The Lions will return to the postseason if the defense rebounds
The Lions haven’t been to the playoffs in back-to-back years since 1994-95. If Stafford’s last-season leap is for real, they’ll have a tremendous chance to break that decades-long streak. They play in the same division as a Vikings team that may max out at eight wins in the Sam Bradford era, the new Browns ... er, the Bears, and a Packers team whose rebuilding secondary will be vulnerable to Stafford’s aerial attack.

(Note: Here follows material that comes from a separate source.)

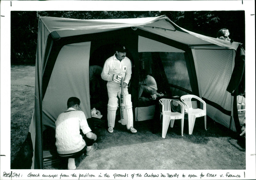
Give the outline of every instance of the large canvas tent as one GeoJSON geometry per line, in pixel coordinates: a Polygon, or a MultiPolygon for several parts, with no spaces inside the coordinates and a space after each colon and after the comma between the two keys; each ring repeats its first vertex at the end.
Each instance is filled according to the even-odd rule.
{"type": "Polygon", "coordinates": [[[97,20],[41,17],[29,130],[34,150],[32,168],[43,169],[43,132],[55,128],[69,97],[79,98],[81,110],[91,116],[89,66],[103,66],[120,43],[125,44],[132,64],[134,108],[138,106],[139,59],[150,54],[156,63],[152,65],[158,68],[155,71],[161,72],[161,91],[200,97],[207,103],[209,117],[241,131],[236,102],[236,95],[244,91],[244,52],[240,43],[187,30],[165,16],[97,20]]]}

The rest of the team’s schedule leans toward the Green Bay side of the power spectrum. While games against the Browns and Bengals lurk, non-division showdowns with the Steelers, Buccaneers, Giants, Falcons, and Ravens will pose serious detours on the path to a 10-win season. However, like the Packers, that’s a group not known for its passing defense — only the Ravens ranked in the top 17 in yards allowed last fall.
That gives Stafford the opportunity to stake his claim as one of the league’s best passers. He shined in 2016 despite the absence of Calvin Johnson, dialing up his accuracy and cutting his interception rate to a career low. He turned a receiving corps led by Golden Tate, Marvin Jones, and Eric Ebron into a deadly unit.
When healthy, he led the Lions to nearly 23 points per game despite the 30th-ranked rushing attack in the league. A healthy Ameer Abdullah should help push that average even higher this fall, though the team still has plenty of holes in its tailback platoon. Abdullah’s fumble issues could prevent him from being a reliable No. 1 option, but all the franchise did to back him up was add Matt Asiata — last seen averaging a paltry 3.3 yards per carry with the Vikings in 2016.
They’ll need Abdullah to prove he’s a legitimate NFL start, just like they’ll need Davis and Tabor and Hayden and a handful of other question marks to prove their worth. This team is capable of beating anyone through the air, but Detroit still has several questions to answer on the defensive side of the ball.
The Lions committed to bolstering their defense, but there’s no sure-fire solution in the team’s additions. That could lead to several shootouts in 2017 — but that’s something Stafford is equipped to handle.